For most shoppers, Dell Computer Corp.‘s low-end desktop PC is the Dimension 2100 — a compact minitower with Intel’s Celeron processor and integrated graphics and audio chipset, starting at $699 before buyers apply their choices from a myriad of disk, display, and other options.
But for consumers looking for a no-fuss, easy-to-order, Model T type of homework or Web-surfing experience — in other words, the nontechnical types who tend to buy PCs from retail superstores — the direct vendor has introduced an off-the-rack family value: the SmartStep 100D, a $599 bundle of 1.0GHz Celeron PC, 15-inch monitor, and Microsoft Windows XP Home Edition, plus a 56Kbps modem and six months of AOL Internet access.

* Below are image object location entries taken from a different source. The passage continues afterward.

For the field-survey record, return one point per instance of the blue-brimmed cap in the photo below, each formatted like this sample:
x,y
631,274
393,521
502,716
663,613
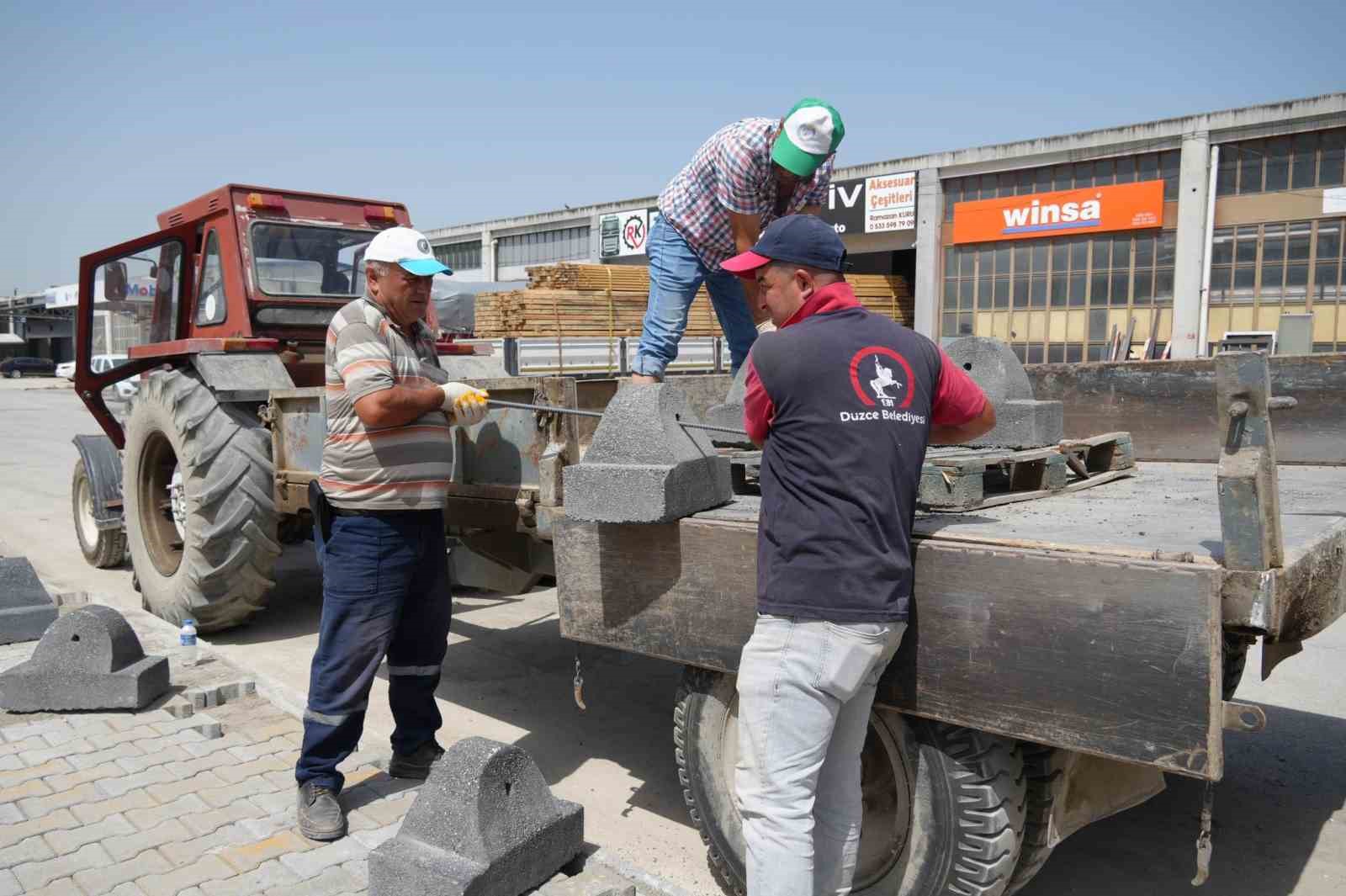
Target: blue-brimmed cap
x,y
407,248
801,240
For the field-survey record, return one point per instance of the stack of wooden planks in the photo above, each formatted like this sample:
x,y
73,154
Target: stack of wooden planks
x,y
610,300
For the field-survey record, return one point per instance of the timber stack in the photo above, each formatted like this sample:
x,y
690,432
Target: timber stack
x,y
609,301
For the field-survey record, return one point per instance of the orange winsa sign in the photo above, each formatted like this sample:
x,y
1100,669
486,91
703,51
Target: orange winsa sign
x,y
1126,206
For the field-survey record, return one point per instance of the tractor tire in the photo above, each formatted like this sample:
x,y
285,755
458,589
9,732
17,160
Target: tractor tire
x,y
944,806
212,557
1045,771
103,548
1235,658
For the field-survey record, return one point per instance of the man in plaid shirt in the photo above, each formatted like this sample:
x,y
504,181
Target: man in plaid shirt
x,y
744,178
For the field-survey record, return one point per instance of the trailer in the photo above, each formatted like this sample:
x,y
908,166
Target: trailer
x,y
1065,653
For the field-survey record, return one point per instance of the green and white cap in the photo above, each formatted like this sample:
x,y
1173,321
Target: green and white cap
x,y
812,130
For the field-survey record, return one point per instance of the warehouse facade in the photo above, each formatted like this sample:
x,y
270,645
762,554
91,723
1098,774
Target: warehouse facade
x,y
1184,229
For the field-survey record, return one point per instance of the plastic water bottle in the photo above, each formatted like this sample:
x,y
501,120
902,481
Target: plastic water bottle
x,y
188,649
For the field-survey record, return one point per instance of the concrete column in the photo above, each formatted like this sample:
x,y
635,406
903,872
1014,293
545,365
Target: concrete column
x,y
488,257
1193,193
929,221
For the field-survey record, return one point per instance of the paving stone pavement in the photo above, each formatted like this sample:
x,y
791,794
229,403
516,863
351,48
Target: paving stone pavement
x,y
150,802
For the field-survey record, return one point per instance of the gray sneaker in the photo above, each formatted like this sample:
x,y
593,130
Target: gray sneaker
x,y
321,815
416,763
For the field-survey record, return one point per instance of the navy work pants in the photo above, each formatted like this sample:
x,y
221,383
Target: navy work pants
x,y
385,594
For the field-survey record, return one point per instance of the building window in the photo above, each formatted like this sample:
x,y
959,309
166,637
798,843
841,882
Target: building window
x,y
1259,272
1101,172
1299,162
1061,299
461,256
544,247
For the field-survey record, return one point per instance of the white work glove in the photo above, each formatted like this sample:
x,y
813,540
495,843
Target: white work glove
x,y
464,404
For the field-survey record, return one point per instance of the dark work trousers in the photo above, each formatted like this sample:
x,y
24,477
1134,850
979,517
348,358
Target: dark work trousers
x,y
385,592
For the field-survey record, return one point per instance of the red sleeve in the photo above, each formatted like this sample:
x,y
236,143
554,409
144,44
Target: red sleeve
x,y
758,408
957,399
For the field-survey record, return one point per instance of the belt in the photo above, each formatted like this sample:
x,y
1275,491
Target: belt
x,y
352,512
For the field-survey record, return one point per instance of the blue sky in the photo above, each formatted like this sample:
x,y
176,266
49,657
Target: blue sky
x,y
114,112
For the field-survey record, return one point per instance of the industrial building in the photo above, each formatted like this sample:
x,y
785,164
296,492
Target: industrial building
x,y
1188,228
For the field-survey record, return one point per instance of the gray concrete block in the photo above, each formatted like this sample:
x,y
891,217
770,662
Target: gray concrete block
x,y
87,660
730,412
484,824
1020,420
1025,424
26,610
644,466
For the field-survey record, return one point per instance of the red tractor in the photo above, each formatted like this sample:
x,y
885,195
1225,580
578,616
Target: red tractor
x,y
221,308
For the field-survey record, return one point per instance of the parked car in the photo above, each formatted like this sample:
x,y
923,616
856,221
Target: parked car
x,y
17,368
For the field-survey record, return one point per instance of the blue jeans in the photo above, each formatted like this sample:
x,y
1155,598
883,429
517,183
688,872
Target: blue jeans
x,y
676,273
385,592
805,691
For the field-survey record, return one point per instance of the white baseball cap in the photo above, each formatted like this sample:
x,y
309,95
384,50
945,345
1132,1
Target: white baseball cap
x,y
407,248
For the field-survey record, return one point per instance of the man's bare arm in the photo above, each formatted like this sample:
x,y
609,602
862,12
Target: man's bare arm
x,y
746,231
980,426
399,406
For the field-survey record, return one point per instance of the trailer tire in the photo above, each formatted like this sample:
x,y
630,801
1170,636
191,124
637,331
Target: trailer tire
x,y
215,564
1235,658
949,801
103,548
1045,771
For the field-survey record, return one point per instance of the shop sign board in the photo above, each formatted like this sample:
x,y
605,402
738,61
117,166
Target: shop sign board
x,y
625,233
1126,206
872,204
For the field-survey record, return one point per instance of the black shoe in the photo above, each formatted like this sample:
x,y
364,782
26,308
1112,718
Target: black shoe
x,y
416,763
321,815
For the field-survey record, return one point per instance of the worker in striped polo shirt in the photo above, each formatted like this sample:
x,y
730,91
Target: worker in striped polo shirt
x,y
744,178
380,527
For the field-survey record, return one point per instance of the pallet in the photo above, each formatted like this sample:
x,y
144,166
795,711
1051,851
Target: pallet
x,y
957,480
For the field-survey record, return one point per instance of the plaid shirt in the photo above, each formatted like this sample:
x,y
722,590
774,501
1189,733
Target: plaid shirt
x,y
733,172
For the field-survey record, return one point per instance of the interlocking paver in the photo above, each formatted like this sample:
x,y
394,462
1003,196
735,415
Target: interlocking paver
x,y
279,761
267,876
318,860
255,786
34,875
246,857
385,812
185,852
40,806
33,772
33,849
71,840
331,882
92,813
374,839
134,844
179,879
178,788
82,775
251,752
206,822
108,880
119,786
197,765
155,758
273,802
104,755
27,745
44,754
11,835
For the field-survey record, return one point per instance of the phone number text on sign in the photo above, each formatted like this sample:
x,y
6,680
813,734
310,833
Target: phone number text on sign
x,y
890,202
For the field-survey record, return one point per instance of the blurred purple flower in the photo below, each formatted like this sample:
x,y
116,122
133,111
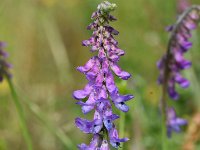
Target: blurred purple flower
x,y
101,89
4,65
182,5
173,122
173,62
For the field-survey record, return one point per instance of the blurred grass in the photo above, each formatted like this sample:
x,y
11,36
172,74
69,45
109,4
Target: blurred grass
x,y
44,41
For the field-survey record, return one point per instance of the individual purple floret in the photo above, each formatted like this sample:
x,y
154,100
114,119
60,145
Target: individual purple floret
x,y
173,62
4,65
173,122
101,89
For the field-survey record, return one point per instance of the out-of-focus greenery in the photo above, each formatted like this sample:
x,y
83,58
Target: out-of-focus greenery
x,y
44,41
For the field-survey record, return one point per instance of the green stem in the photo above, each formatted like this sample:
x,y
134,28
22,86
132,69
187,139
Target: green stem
x,y
164,117
121,126
66,141
20,111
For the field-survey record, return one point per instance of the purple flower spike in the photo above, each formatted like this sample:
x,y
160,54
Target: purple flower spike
x,y
101,90
173,62
4,65
173,122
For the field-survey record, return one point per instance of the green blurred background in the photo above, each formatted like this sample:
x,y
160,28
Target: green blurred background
x,y
44,41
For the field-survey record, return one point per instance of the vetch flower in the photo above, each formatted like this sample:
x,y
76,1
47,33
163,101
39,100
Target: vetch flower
x,y
101,91
173,122
173,62
4,65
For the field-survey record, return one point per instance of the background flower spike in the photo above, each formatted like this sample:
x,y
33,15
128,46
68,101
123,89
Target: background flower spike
x,y
173,62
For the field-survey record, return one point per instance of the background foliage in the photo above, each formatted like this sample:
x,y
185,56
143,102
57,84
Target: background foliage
x,y
44,41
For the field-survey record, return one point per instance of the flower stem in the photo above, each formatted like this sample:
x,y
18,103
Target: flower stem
x,y
20,111
163,115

The prebuilt SmartStep has the same Intel 810 chipset (which borrows some of its 128MB system memory for graphics) and 48X CD-ROM drive as the next-step-up Dimension 2100, but none of the build-to-order options: If you’d like a 17- rather than 15-inch (13.8-inch viewable) monitor, DVD or CD-RW rather than CD-ROM, or bigger than 20GB hard disk, Dell steers you toward the Dimension line. The only options are a $50 upgrade from 90 days to one year of phone support and mail-in repair service, plus a few choices for families seeking to buy a printer or scanner along with their new computer.
Dell says the SmartStep 100D can get a family surfing the Web, downloading music, or e-mailing friends for as little as $18 a month (times 45 payments, with no payments for the first 90 days). Small business customers can buy a $499 SmartStep configuration with no monitor, an Ethernet network adapter instead of dial-up modem, and Windows 98.